Пьющим соседям бабуля занимает мелочь – те гоняли кота Камыша. Она изгнала кота из квартирного склепа за тошный ор. Кормить дармоеда – пустое! Ложка сахара – на сутки! Я не спорю. Расстроенный рассудок бабушки запустил руки в мои учебники. Все ненужное швыряется на пол и в стены. Фурия – ласковое существо. Я, краснея, сдаю в библиотеку разбитый хлам.
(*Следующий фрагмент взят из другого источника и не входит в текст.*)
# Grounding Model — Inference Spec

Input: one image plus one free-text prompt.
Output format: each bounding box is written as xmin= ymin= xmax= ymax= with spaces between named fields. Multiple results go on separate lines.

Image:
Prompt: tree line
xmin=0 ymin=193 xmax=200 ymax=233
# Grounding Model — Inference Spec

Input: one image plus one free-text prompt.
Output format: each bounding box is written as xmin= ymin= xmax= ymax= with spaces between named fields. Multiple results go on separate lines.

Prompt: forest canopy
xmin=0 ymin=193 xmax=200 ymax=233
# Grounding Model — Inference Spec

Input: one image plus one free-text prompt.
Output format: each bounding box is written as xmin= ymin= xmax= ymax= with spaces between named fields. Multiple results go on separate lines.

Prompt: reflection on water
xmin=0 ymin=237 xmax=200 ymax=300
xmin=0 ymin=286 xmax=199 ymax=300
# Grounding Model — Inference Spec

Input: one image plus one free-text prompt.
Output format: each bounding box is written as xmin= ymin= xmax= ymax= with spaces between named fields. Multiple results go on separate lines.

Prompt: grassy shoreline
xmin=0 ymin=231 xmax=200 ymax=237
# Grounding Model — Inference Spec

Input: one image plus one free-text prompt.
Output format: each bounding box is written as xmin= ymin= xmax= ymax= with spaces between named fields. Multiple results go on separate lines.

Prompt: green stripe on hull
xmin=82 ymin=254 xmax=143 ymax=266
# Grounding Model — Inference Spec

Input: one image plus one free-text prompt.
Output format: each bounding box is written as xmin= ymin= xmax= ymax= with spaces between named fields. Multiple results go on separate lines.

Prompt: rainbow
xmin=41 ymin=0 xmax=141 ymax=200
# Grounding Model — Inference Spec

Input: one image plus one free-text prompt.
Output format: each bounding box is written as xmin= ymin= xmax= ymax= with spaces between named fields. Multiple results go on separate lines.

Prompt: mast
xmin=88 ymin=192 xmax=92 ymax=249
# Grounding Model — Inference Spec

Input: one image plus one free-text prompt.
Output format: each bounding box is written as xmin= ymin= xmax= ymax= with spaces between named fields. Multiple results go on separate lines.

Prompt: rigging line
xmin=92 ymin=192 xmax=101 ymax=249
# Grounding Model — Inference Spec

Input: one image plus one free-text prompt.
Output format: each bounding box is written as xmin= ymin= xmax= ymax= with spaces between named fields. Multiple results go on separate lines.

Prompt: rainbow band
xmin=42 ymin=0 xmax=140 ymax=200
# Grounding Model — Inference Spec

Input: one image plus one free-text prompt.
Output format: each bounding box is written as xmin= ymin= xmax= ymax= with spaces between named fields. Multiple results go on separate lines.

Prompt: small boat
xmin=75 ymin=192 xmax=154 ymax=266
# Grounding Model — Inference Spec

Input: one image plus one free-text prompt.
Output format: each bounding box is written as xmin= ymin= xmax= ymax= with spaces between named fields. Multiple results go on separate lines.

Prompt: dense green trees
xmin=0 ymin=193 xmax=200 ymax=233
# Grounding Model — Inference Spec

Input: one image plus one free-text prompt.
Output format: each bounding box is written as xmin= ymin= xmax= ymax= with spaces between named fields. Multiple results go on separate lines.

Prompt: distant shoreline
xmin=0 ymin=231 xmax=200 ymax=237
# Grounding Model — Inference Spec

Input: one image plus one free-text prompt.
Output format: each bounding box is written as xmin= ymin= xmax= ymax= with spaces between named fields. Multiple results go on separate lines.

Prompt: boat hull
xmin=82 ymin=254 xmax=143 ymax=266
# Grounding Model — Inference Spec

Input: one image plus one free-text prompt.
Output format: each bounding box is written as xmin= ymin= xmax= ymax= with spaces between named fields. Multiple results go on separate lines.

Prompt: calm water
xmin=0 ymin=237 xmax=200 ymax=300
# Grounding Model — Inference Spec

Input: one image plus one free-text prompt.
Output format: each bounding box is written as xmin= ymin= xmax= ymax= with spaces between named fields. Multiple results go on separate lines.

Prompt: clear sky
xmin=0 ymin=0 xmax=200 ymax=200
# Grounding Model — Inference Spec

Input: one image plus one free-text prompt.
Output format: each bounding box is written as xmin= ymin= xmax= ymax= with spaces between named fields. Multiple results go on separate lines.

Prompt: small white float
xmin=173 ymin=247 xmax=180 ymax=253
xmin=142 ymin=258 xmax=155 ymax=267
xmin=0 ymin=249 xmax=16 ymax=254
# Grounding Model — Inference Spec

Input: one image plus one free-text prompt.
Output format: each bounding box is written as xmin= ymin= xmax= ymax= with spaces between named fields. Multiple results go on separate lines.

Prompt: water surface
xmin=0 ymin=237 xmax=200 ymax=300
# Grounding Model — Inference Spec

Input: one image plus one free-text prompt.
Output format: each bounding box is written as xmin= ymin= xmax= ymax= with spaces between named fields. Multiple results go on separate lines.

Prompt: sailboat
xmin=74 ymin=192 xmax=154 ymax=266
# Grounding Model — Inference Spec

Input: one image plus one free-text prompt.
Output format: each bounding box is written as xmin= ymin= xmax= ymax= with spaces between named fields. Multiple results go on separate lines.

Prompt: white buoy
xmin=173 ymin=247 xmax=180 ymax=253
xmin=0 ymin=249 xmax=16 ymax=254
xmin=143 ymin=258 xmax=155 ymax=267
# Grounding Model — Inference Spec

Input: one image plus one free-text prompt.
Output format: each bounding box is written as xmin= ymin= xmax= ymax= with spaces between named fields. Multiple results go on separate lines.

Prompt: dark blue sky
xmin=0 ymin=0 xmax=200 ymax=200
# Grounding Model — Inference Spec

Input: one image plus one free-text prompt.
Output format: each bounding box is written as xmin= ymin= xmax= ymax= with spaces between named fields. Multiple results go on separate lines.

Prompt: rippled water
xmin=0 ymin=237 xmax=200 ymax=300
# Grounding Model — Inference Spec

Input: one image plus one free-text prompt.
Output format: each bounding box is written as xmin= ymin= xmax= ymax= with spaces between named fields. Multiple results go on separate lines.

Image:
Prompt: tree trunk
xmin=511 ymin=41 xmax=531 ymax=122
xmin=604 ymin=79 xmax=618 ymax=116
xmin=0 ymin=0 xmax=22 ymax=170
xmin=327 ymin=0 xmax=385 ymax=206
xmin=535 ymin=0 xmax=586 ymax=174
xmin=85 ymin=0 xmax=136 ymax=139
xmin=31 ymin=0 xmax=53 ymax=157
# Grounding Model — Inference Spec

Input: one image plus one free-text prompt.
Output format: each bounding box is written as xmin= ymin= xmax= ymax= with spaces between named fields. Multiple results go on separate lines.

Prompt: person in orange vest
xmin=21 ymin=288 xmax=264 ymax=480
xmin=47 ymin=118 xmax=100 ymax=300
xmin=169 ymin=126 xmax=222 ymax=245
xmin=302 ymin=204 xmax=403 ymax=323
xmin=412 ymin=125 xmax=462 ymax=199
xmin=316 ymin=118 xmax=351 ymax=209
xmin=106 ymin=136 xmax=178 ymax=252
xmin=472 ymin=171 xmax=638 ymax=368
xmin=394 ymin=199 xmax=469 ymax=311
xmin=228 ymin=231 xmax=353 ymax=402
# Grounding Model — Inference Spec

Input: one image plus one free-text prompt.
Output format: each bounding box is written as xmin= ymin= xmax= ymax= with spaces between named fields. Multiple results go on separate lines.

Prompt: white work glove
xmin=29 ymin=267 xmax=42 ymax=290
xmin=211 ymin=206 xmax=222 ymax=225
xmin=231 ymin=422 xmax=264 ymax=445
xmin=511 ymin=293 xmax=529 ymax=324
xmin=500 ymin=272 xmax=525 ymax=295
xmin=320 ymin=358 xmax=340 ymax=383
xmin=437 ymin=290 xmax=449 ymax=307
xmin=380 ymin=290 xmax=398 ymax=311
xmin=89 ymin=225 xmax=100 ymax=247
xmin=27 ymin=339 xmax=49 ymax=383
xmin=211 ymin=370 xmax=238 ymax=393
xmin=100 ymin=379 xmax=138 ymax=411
Срощенная с диваном бабушка – не так уж плохо… Единственный учебник не пострадал – «История императорской России», потому что там содержатся выдержки из Домостроя, что по мнению бабули позволит спихнуть меня замуж быстрее. Камыш – уже не кот, а палочник, встречает меня унылым взглядом после школы. Он выживал на доброте дворовых кошатниц, подъедал хлеб у голубей и ждал редкие сосиски, которые я стаскивала с недоеденных чашек в школьной столовой.
У моей матери обострился разум триумфатора – вторая беременность, вот счастье! Что делать? Время не стоит! Она замоталась в счастливые проблемы новых подгузников, сосок и пелёнок – счастье куётся, вот только что-то не то… Помехи надо устранять! А как? Жалостью! В редких звонках мать ныла, как уважительно она далека, как ей тяжело, но она «помнит» обо мне. Через полтора года она легко путала меня с кеглями. Смышлёная мамаша пошла дальше – обучила нейросеть штамповать любовь и заботу в виде СМС, чтоб снять с себя эту душную обязанность. Цифровая пропасть отбила желание общаться. Мне даже не пришлось игнорировать звонки мамаши – их больше не было, зато посыпались СМС. Я поняла, СМС – ненастоящие. Они повторялись точь-в точь, когда я играла словами и манерой изложения. Я тоже буду «помнить» на всякий случай.